Traditional voting security relies on having many eyes in the polling place, watching what happens. Of course, the observers don’t see how each voter votes, but they do see that the vote is cast secretly and by the correct voter. Moving our voting procedures behind closed doors, as with absentee ballots, or inside a technological black box, as with paperless e-voting, undermines these protections.

Without safeguards, absentee ballots are too risky. Even with proper safeguards, they are at best a necessary compromise for voters who genuinely can’t make it to the polls.

Privacy and Toll Transponders

Rebecca Bolin at LawMeme discusses novel applications for the toll transponder systems that are used to collect highway and bridge tolls.

These systems, such as the EZ-Pass system used in the northeastern U.S., operate by putting a tag device in each car. When a car passes through a tollbooth, a reader in the tollbooth sends a radio signal to the tag. The tag identifies itself (by radio), and the system collects the appropriate toll (by credit card charge) from the tag’s owner.

This raises obvious privacy concerns, if third parties can build base stations that mimic tollbooths to collect information about who drives where.

Rebecca notes that Texas A&M engineers built a useful system that reads toll transponders at various points on Houston-area freeways, and uses the results to calculate the average traffic speed on each stretch of road. This is then made available to the public on a handy website.

The openness of the toll transponder system to third-party applications is both a blessing and a curse, since it allows good applications like the real-time traffic map, and bad applications like privacy-violating vehicle tracking.

Here’s where things get interesting. The tradeoff that Rebecca notes is not a necessary consequence of using toll transponders. It’s really the result of technical design decisions that could have been made differently. Want a toll transponder system that can’t be read usefully by third parties? We can design it that way. Want a system that allows only authorized third parties to be able to track vehicles? We can design it that way. Want a system that allows anyone to be able to tell that the same vehicle has passed two points, but without knowing which particular vehicle it was?
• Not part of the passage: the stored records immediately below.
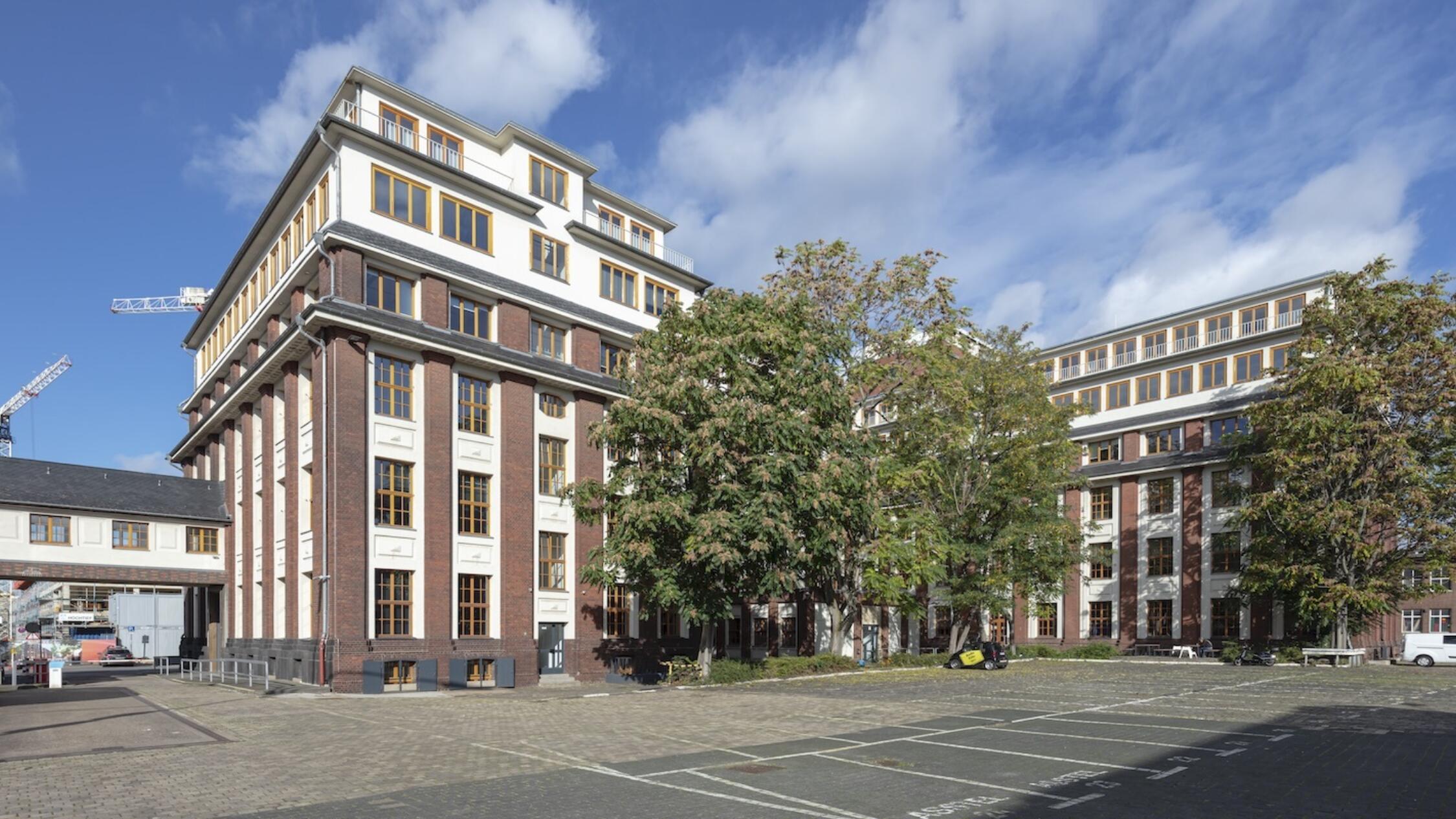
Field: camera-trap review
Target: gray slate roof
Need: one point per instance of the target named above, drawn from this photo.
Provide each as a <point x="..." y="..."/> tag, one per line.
<point x="98" y="489"/>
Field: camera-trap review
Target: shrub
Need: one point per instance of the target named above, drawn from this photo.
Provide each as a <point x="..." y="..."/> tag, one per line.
<point x="734" y="671"/>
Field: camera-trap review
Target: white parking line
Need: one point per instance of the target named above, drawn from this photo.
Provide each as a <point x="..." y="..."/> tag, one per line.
<point x="1168" y="726"/>
<point x="1035" y="756"/>
<point x="950" y="779"/>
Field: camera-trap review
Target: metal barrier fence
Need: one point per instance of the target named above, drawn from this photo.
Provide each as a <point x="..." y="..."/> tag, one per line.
<point x="235" y="671"/>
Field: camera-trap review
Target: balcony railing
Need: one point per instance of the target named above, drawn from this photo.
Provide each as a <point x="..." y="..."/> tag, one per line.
<point x="603" y="226"/>
<point x="410" y="140"/>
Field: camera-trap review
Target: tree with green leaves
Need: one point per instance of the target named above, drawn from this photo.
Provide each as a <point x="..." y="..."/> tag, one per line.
<point x="1353" y="453"/>
<point x="883" y="311"/>
<point x="733" y="457"/>
<point x="977" y="461"/>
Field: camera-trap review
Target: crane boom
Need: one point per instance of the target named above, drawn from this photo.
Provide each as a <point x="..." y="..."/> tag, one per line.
<point x="24" y="398"/>
<point x="187" y="300"/>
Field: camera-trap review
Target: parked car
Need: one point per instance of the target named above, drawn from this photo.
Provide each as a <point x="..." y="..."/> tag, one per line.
<point x="989" y="657"/>
<point x="118" y="655"/>
<point x="1429" y="650"/>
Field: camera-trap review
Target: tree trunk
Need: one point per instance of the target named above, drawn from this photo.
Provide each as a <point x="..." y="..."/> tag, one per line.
<point x="705" y="651"/>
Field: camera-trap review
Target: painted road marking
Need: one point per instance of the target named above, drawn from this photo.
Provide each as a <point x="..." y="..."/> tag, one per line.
<point x="1034" y="756"/>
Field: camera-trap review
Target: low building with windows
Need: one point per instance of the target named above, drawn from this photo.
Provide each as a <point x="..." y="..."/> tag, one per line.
<point x="393" y="384"/>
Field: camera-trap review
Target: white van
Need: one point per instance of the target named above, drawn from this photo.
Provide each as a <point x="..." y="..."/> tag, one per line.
<point x="1429" y="650"/>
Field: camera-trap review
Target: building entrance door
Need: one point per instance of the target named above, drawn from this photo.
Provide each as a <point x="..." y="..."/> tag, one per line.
<point x="551" y="648"/>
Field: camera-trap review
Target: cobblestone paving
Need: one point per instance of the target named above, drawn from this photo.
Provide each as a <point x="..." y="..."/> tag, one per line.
<point x="1039" y="739"/>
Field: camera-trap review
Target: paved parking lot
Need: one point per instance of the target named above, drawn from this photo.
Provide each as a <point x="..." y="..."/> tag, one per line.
<point x="1040" y="739"/>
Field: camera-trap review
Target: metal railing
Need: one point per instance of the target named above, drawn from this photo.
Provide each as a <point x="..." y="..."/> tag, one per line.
<point x="410" y="140"/>
<point x="229" y="670"/>
<point x="604" y="226"/>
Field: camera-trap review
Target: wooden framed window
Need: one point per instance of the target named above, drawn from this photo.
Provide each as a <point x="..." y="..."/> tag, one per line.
<point x="1226" y="553"/>
<point x="392" y="603"/>
<point x="467" y="224"/>
<point x="1160" y="618"/>
<point x="446" y="147"/>
<point x="392" y="388"/>
<point x="393" y="494"/>
<point x="1254" y="319"/>
<point x="548" y="341"/>
<point x="548" y="182"/>
<point x="1180" y="382"/>
<point x="130" y="534"/>
<point x="1155" y="345"/>
<point x="613" y="360"/>
<point x="401" y="198"/>
<point x="56" y="530"/>
<point x="398" y="127"/>
<point x="474" y="606"/>
<point x="548" y="256"/>
<point x="1279" y="357"/>
<point x="1099" y="562"/>
<point x="1225" y="617"/>
<point x="1047" y="620"/>
<point x="1167" y="440"/>
<point x="1099" y="618"/>
<point x="618" y="284"/>
<point x="1224" y="489"/>
<point x="1186" y="336"/>
<point x="552" y="466"/>
<point x="610" y="223"/>
<point x="551" y="562"/>
<point x="474" y="406"/>
<point x="643" y="237"/>
<point x="1149" y="388"/>
<point x="656" y="297"/>
<point x="1248" y="367"/>
<point x="474" y="504"/>
<point x="1160" y="556"/>
<point x="389" y="293"/>
<point x="201" y="540"/>
<point x="552" y="406"/>
<point x="618" y="611"/>
<point x="1161" y="496"/>
<point x="469" y="318"/>
<point x="1289" y="312"/>
<point x="1213" y="375"/>
<point x="1125" y="353"/>
<point x="1119" y="395"/>
<point x="1219" y="328"/>
<point x="1105" y="450"/>
<point x="1224" y="426"/>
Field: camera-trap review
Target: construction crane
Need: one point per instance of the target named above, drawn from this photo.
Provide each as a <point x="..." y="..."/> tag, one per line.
<point x="24" y="398"/>
<point x="187" y="300"/>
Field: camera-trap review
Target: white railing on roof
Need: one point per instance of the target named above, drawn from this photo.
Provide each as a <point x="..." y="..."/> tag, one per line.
<point x="406" y="138"/>
<point x="604" y="226"/>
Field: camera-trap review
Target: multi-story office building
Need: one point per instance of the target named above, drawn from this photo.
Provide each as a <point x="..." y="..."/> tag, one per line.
<point x="395" y="378"/>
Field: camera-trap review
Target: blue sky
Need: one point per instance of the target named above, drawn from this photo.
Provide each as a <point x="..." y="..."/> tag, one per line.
<point x="1081" y="163"/>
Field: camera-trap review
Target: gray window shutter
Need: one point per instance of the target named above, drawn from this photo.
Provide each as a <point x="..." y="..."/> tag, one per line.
<point x="427" y="675"/>
<point x="375" y="677"/>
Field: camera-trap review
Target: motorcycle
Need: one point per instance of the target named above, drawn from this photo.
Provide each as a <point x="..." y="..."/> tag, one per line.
<point x="1250" y="657"/>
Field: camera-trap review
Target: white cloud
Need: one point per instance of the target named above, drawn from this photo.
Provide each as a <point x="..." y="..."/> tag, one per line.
<point x="491" y="60"/>
<point x="148" y="463"/>
<point x="1070" y="159"/>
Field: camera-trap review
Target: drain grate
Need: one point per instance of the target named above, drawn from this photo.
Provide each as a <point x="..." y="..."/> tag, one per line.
<point x="755" y="769"/>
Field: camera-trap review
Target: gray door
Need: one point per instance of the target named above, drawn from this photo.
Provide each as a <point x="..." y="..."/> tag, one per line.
<point x="551" y="646"/>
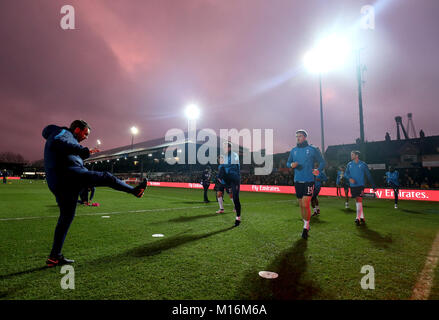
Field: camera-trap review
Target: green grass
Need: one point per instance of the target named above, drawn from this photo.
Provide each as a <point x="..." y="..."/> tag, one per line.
<point x="202" y="257"/>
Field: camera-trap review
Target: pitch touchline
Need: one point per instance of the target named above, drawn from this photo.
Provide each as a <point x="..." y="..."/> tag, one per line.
<point x="131" y="211"/>
<point x="422" y="288"/>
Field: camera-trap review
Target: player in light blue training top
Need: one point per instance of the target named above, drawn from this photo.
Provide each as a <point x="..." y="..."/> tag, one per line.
<point x="392" y="179"/>
<point x="355" y="172"/>
<point x="302" y="159"/>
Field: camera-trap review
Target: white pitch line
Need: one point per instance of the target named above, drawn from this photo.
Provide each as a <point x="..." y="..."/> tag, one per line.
<point x="131" y="211"/>
<point x="422" y="288"/>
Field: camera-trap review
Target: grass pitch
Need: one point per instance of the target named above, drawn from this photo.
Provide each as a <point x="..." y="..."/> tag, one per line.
<point x="202" y="256"/>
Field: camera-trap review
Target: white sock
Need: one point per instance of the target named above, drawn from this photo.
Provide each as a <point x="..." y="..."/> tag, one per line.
<point x="306" y="224"/>
<point x="220" y="202"/>
<point x="360" y="214"/>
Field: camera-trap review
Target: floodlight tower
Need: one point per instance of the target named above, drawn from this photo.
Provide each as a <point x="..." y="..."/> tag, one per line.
<point x="192" y="113"/>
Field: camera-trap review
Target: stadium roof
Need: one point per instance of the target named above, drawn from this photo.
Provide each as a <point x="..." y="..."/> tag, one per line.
<point x="146" y="147"/>
<point x="382" y="151"/>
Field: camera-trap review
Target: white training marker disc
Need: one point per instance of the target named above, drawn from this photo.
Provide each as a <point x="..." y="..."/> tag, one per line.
<point x="268" y="274"/>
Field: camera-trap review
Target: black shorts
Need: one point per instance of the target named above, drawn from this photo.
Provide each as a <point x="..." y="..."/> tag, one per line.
<point x="221" y="187"/>
<point x="357" y="191"/>
<point x="304" y="189"/>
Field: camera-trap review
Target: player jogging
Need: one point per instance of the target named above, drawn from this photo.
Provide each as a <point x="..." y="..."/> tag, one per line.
<point x="317" y="186"/>
<point x="392" y="179"/>
<point x="355" y="172"/>
<point x="66" y="176"/>
<point x="85" y="199"/>
<point x="302" y="159"/>
<point x="205" y="182"/>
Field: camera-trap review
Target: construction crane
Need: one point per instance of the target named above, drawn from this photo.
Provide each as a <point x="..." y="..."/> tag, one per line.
<point x="399" y="124"/>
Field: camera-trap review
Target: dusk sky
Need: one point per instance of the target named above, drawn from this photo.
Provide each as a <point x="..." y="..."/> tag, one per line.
<point x="139" y="62"/>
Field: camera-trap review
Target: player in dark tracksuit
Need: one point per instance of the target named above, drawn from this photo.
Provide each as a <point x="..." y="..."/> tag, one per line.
<point x="392" y="179"/>
<point x="302" y="159"/>
<point x="355" y="172"/>
<point x="231" y="175"/>
<point x="205" y="182"/>
<point x="4" y="175"/>
<point x="66" y="176"/>
<point x="317" y="186"/>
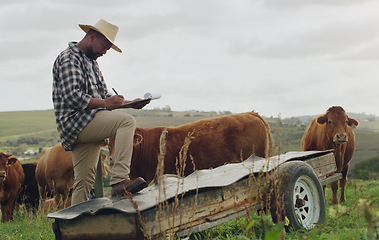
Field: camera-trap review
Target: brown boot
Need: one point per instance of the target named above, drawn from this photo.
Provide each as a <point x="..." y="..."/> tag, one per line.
<point x="131" y="186"/>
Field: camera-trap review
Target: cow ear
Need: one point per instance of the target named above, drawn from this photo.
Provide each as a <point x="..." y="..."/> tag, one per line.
<point x="11" y="160"/>
<point x="352" y="121"/>
<point x="322" y="119"/>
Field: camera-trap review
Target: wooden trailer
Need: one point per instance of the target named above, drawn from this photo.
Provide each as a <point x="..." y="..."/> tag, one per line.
<point x="289" y="185"/>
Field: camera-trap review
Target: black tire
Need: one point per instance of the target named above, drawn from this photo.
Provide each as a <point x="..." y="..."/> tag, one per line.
<point x="297" y="198"/>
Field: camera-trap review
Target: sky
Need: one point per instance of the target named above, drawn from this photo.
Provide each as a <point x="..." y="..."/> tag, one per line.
<point x="287" y="58"/>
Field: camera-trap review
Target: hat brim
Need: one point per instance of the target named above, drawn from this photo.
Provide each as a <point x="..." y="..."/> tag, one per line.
<point x="86" y="28"/>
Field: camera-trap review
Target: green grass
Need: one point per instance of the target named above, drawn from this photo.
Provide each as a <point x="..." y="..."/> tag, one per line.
<point x="26" y="122"/>
<point x="27" y="226"/>
<point x="341" y="222"/>
<point x="345" y="221"/>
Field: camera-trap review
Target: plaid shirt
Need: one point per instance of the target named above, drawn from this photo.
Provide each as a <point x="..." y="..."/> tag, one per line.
<point x="75" y="82"/>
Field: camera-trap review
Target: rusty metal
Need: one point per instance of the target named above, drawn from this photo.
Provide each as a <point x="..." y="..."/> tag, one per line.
<point x="183" y="206"/>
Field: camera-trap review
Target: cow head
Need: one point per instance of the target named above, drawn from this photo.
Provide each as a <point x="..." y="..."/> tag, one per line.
<point x="5" y="161"/>
<point x="336" y="122"/>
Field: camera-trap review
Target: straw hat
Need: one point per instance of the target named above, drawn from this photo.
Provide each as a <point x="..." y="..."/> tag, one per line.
<point x="107" y="29"/>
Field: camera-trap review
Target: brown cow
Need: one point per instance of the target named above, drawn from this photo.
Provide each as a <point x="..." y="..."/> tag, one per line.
<point x="55" y="174"/>
<point x="29" y="195"/>
<point x="332" y="130"/>
<point x="213" y="142"/>
<point x="11" y="179"/>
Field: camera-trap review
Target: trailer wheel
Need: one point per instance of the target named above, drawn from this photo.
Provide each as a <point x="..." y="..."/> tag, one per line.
<point x="297" y="198"/>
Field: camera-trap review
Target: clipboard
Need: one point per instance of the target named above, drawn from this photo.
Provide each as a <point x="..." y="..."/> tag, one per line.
<point x="133" y="104"/>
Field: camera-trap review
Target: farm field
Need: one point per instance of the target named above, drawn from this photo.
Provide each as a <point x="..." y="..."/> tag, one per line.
<point x="350" y="221"/>
<point x="41" y="125"/>
<point x="352" y="224"/>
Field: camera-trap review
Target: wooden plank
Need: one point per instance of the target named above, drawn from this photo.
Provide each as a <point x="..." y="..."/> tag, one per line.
<point x="208" y="206"/>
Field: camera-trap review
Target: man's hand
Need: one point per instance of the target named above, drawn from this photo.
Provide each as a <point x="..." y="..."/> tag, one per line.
<point x="141" y="105"/>
<point x="111" y="102"/>
<point x="114" y="101"/>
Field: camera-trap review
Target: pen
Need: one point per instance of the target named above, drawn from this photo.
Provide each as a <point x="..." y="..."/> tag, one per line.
<point x="114" y="91"/>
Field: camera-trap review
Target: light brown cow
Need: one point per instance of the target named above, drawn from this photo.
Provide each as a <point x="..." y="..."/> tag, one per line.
<point x="55" y="174"/>
<point x="11" y="180"/>
<point x="332" y="130"/>
<point x="213" y="142"/>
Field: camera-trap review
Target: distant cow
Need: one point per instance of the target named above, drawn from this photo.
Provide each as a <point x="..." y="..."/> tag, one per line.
<point x="29" y="195"/>
<point x="55" y="174"/>
<point x="11" y="179"/>
<point x="213" y="142"/>
<point x="332" y="130"/>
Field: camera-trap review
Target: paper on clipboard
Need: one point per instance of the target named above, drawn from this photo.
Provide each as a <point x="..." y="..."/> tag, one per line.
<point x="151" y="96"/>
<point x="146" y="99"/>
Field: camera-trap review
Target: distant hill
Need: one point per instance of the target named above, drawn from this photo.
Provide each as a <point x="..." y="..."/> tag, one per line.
<point x="39" y="127"/>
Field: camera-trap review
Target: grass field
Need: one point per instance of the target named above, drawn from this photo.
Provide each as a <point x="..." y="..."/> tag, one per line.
<point x="341" y="222"/>
<point x="41" y="124"/>
<point x="352" y="220"/>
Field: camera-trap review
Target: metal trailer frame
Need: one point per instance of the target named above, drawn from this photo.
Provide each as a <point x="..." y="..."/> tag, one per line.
<point x="188" y="205"/>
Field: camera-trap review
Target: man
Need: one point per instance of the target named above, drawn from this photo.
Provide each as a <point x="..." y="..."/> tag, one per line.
<point x="81" y="100"/>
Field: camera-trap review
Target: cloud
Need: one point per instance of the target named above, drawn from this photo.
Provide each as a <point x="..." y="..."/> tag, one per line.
<point x="290" y="57"/>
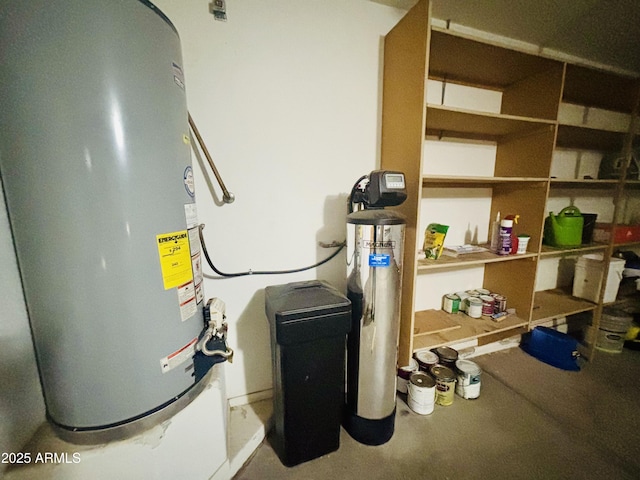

We can design it that way, too.

Often, apparent tradeoffs in new technologies are not inherent, but could have been eliminated by thinking more carefully in advance about what the technology is supposed to do and what it isn’t supposed to do.

Even if it’s too late to change the deployed system, we can often learn by turning back the clock and thinking about how we would have designed a technology if we knew then what we know now about the technology’s implications. And on the first day of classes (e.g., today, here at Princeton) this is also a useful source of homework problems.

When Wikipedia Converges

Many readers, responding to my recent quality-check on Wikipedia, have argued that over time the entries in question will improve, so that in the long run Wikipedia will outpace conventional encyclopedias like Britannica. It seems to me that this is the most important claim made by Wikipedia boosters.

If a Wikipedia entry gets enough attention, then it will likely change over time. When the entry is new, it will almost certainly improve by adding more detail. But once it matures, it seems likely that it will reach some level of quality and then level off, executing a quality-neutral random walk, with the changes reflecting nothing more than minor substitutions of one contributor’s style or viewpoint for another.

I’d expect a similar story for Wikipedia as a whole, with early effort spent mostly on expanding the scope of the site, and later effort spent more on improving (or at least changing) existing entries. Given enough effort spent on the site, more and more entries should approach maturity, and the rate of improvement in Wikipedia as a whole should approach zero.

This leaves us with two questions: (1) Will enough effort be spent on Wikipedia to cause it to reach the quality plateau? (2) How high is the quality plateau anyway?

We can shed light on both questions by studying the evolution of individual entries over time. Such a study is possible today, since Wikipedia tracks the history of every entry. I would like to see the results of such a study, but unfortunately I don’t have time to do it myself.